In terms of my preferences, I tend to like a balance between story and dice-rolling, and write 1-2 page backstories for my characters. I also like a cinematic style where failure means a temporary setback - however dire the situation looks, in the back of our minds we expect the heroes to succeed most of the time and achieve their objectives, and characters die only in dramatically satisfying ways if at all.
When I'm running a game, I can make that happen and people are usually OK with it. However, I also like playing. I live in a rural area so my steadiest opportunity to do so over the years is a group of friends from college, now long-distance. The GM likes a grittier, more dangerous style, where rules are rules and dice are dice and he won't save you if you do something stupid, and also the challenges are set slightly higher so there's a risk of real failure.
Now, let me be clear: I'm aware of the Same Page Tool, we've talked about it, and nowadays I generally don't play when they're doing Dark Heresy or similarly grim games. This time we're doing a 'standard' DND5e campaign, at what I perceive as a pretty average level of challenge, where the GM is setting us up against tough foes but trying to avoid TPK. I've accepted the game under these conditions and I am having fun, but I've realized that I would be having more fun if I took my character's setbacks a little less personally and adopted an attitude of "seeing how the story goes, one way or another" rather than trying to "win" all the time. (I'm not that competitive normally so this is kind of out of character.)
For example, recently we had a tough fight at the conclusion of a storyline, and the toughest foe got an humorously unreasonable number of crits.
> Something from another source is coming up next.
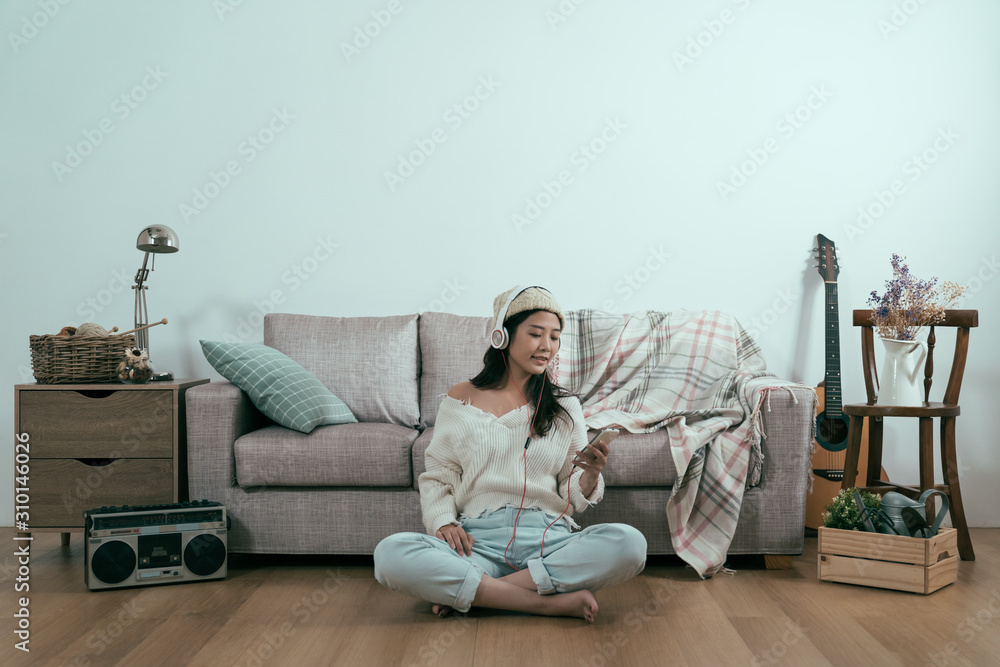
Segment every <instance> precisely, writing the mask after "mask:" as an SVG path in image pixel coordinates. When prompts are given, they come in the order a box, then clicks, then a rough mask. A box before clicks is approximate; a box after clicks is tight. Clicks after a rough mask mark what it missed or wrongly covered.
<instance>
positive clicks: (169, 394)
mask: <svg viewBox="0 0 1000 667" xmlns="http://www.w3.org/2000/svg"><path fill="white" fill-rule="evenodd" d="M172 402H173V398H172V396H171V395H170V393H169V392H162V395H161V397H160V398H157V399H156V407H155V409H153V410H152V411H147V412H143V413H142V416H141V417H140V416H138V415H137V416H135V418H134V421H133V423H132V425H131V426H130V427H129V428H128V430H127V431H125V432H123V433H122V434H121V438H120V441H119V444H120V445H121V449H118V450H115V451H113V452H111V454H110V455H109V457H108V459H107V460H105V461H101V462H100V465H93V466H91V467H90V470H89V471H88V473H87V474H86V476H83V475H81V476H80V477H77V478H76V480H75V482H73V483H71V484H70V488H68V489H67V490H66V491H64V492H63V494H62V505H63V509H64V510H65V511H66V516H67V517H71V516H79V515H80V513H81V511H82V510H84V509H87V506H88V505H89V503H88V502H87V501H88V500H89V498H90V496H92V495H93V494H94V492H95V491H97V490H98V489H99V488H101V486H102V485H103V484H104V482H105V481H106V480H107V479H108V478H109V477H111V476H112V475H114V474H115V472H116V471H117V470H118V469H119V467H118V466H119V465H120V462H121V461H122V459H124V458H127V455H128V454H132V453H135V452H136V451H138V449H139V445H141V444H143V443H144V442H147V441H148V440H150V436H152V435H153V434H161V442H162V434H163V433H164V428H165V427H166V432H168V433H169V432H170V424H171V422H172V415H173V407H172Z"/></svg>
Three of us were down, the last had 5 HP, and we had a few death saving throw failures between us before we got some last-minute NPC help. So things worked out and it was a fun session, but I realized afterwards that if we hadn't had the crits to joke about and the fight had gone that poorly due to normal-high enemy rolls, I wouldn't necessarily have enjoyed it overall. If I were a neutral observer, though, I would have said it was a dramatic nail-biter but not a problem, just an interesting turn of events.
So, my question: Having made the decision to do so, how can I adjust my thinking to accommodate this more-challenging style? Especially hoping for personal experience of "How I Learned to Stop Worrying and Love the RNG", but more general advice is also OK. Note that I'm not only concerned with character death, but with smaller ups and downs where my character would reasonably get frustrated, but I as a player shouldn't.
(Note: I grew up playing GURPS where character creation is a big deal, and that's what I usually run. I've played Dark Heresy and really didn't like the system (40% chance of success is considered high, and permanently losing a Fate point to avoid death means a major tool for survivability goes down over time instead of up). I've also run Risus and played 3.5 and Star Wars Saga Edition, plus a little bit of: Hackmaster, Pathfinder, KAMB!, Call of Cthulhu, Serenity, and Microscope. I didn't really have this problem with KAMB! since it's a one-shot and the object of the game is more about seeing your characters fail hilariously than trying to accomplish anything, and I imagine Paranoia might be similar, but I'm not sure how that helps in DND where you expect to play for at least a couple months.)